3. STOCK BASED COMPENSATION PLANS

 

The Compensation Committee of the Board of Directors determines restricted stock awarded under the Bridge Bancorp, Inc. Equity Incentive Plan (“Plan”) and the Company accounts for this Plan under FASB ASC No. 718. The Company’s 2012 Stock-Based Incentive Plan provides for the grant of stock-based and other incentive awards to officers, employees and directors of the Company.

 

The following table summarizes the status of the Company’s unvested restricted stock as of and for the nine months ended September 30, 2017:

 

          Weighted  
          Average Grant-Date  
    Shares     Fair Value  
Unvested, January 1, 2017     301,991     $ 24.59  
Granted     70,981     $ 35.62  
Vested     (46,201 )   $ 23.36  
Forfeited     (5,001 )   $ 26.79  
Unvested, September 30, 2017     321,770     $ 27.17  

 

During the nine months ended September 30, 2017, restricted stock awards of 70,981 shares were granted. Of the 70,981 shares granted, 31,860 shares vest over seven years with a third vesting after years five, six and seven, 25,396 shares vest over five years with a third vesting after years three, four and five, 10,270 shares vest ratably over three years, and 3,455 shares vest over nine months. During the nine months ended September 30, 2016, restricted stock awards of 68,309 shares were granted. Of the 68,309 shares granted, 36,000 shares vest over seven years with a third vesting after years five, six and seven, 27,709 shares vest over five years with a third vesting after years three, four and five, and 4,600 shares vest ratably over three years.
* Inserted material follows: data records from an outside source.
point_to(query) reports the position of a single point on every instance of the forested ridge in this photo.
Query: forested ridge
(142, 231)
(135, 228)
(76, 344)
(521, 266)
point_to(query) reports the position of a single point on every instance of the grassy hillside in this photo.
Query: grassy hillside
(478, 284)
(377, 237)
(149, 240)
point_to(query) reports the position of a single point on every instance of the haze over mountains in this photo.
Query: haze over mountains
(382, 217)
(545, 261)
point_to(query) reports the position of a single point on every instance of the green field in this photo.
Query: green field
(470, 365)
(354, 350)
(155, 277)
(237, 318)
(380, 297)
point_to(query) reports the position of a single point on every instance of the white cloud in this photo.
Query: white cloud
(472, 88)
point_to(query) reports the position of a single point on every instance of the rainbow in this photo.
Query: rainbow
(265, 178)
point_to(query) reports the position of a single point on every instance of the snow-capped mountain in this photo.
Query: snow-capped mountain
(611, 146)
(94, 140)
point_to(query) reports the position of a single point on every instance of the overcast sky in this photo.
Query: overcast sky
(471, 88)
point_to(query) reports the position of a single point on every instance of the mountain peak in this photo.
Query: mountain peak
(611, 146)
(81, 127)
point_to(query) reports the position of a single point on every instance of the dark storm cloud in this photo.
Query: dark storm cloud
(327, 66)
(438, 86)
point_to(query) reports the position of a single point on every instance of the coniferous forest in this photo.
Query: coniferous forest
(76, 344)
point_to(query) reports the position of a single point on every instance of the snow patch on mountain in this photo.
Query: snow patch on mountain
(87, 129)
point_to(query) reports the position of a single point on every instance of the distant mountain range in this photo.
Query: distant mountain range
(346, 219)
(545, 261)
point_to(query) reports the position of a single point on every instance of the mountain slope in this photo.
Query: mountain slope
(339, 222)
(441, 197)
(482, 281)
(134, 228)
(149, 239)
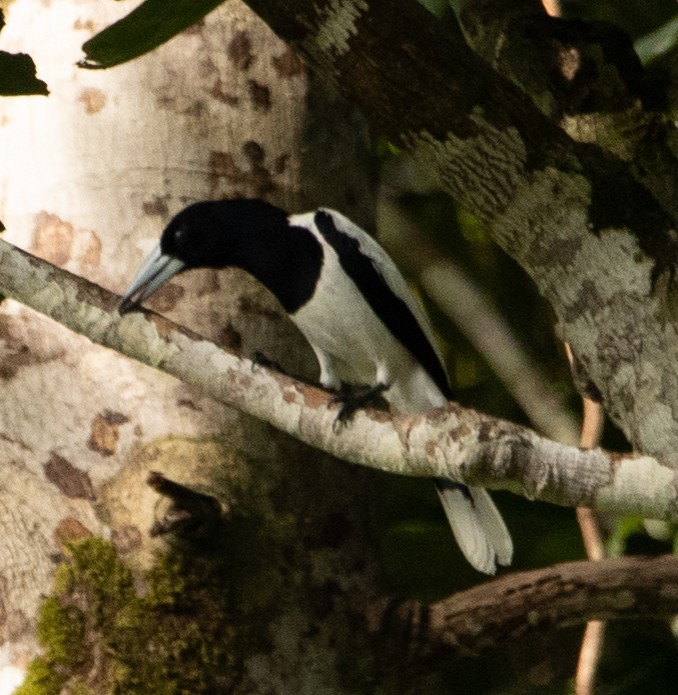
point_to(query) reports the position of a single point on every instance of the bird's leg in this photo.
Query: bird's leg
(352, 397)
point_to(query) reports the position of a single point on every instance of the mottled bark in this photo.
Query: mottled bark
(92, 173)
(451, 441)
(597, 243)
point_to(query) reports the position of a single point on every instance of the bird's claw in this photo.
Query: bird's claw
(353, 397)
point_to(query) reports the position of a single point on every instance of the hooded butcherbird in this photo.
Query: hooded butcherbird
(353, 306)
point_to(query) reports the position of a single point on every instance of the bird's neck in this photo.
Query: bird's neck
(285, 259)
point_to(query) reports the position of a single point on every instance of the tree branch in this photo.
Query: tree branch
(597, 243)
(454, 442)
(560, 596)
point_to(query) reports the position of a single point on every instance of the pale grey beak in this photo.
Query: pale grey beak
(157, 269)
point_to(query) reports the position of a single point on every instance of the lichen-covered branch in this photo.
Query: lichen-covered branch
(595, 240)
(453, 441)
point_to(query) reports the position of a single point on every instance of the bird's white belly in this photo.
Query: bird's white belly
(340, 323)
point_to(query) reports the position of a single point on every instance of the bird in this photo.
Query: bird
(353, 306)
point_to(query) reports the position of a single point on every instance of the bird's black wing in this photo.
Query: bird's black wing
(391, 309)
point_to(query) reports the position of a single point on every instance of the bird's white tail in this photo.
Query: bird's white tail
(477, 525)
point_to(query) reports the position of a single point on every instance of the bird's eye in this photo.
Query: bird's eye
(180, 234)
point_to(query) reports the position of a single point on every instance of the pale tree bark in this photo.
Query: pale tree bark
(597, 243)
(92, 174)
(453, 441)
(490, 148)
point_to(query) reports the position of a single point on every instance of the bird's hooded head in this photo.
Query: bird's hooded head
(212, 234)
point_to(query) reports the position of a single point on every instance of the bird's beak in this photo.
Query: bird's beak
(157, 269)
Compensation expense attributable to restricted stock awards was $432,000 and $1.3 million for the three and nine months ended September 30, 2017, respectively, and $352,000 and $1.1 million for the three and nine months ended September 30, 2016, respectively.

 

Effective in 2015, the Board revised the design of the Long Term Incentive Plan (“LTI Plan”) for Named Executive Officers to include performance-based awards. The LTI Plan includes 60% performance vested awards based on 3-year relative Total Shareholder Return to the proxy peer group and 40% time vested awards. The awards are in the form of restricted stock units which cliff vest after five years and require an additional two-year holding period before being delivered in shares of common stock. The Company recorded expense of $81,000 and $229,000 in connection with these awards for the three and nine months ended September 30, 2017, respectively, and $51,000 and $142,000 for the three and nine months ended September 30, 2016, respectively.

 

In April 2009, the Company adopted a Directors Deferred Compensation Plan (“Directors Plan”). Under the Directors Plan, independent directors may elect to defer all or a portion of their annual retainer fee in the form of restricted stock units. In addition, directors receive a non-election retainer in the form of restricted stock units. These restricted stock units vest ratably over one year and have dividend rights but no voting rights. In connection with the Directors Plan, the Company recorded expense of $135,000 and $395,000 for the three and nine months ended September 30, 2017, respectively, and $128,000 and $366,000 for the three and nine months ended September 30, 2016, respectively.